The Retirement Corporation of America

How to Read Those Key Reports

THAT PROBABLY SOUNDS like a lot of high-powered stuff to absorb at one time—everything from orders for durable goods to how we're doing in international trade.

The good news is that most of the work has been done for you already. Economy-watching has become a big-time occupation in the U.S. We're the richest country in the history of the world. We earn more, spend more and invest more than any other nation. Tracking the economy and explaining things in ways that non-economists (including you) can understand has become one of the major growth industries of the day.

Every report that comes out will be covered in the media—newspapers, magazines, radio and TV. Within minutes of each announcement, such outlets as CNBC and CNN will start analyzing and interpreting it. The Wall Street Journal will cover all these economic reports—and many, many more—in great depth. Your hometown newspaper will cover the highlights of the key reports and the stock market column in your newspaper will explain the impact that each report had on the investment markets.

And that's just the start. The weekly news magazines—Time, Newsweek and US News & World Report cover the economy in depth. So do the personal finance publications—Money, SmartMoney, Kiplinger's and more. So do Barron's, Forbes, Fortune, Business Week, etc. And check all your favorite sites on the Internet.

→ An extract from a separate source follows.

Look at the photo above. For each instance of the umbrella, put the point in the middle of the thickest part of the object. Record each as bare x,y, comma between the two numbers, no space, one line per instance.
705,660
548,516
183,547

The bottom line is this: You won't have any trouble tracking the ebb and flow of the economy. There is so much economic coverage these days that you won't have to worry about how to find news of the economy. It will find you. The danger isn't knowing too little, but being drowned under too much. Keeping tabs on the economy is no trick at all. Your mission is to keep sharpening your skills as an interpreter of the economy—getting better and better at it, year after year.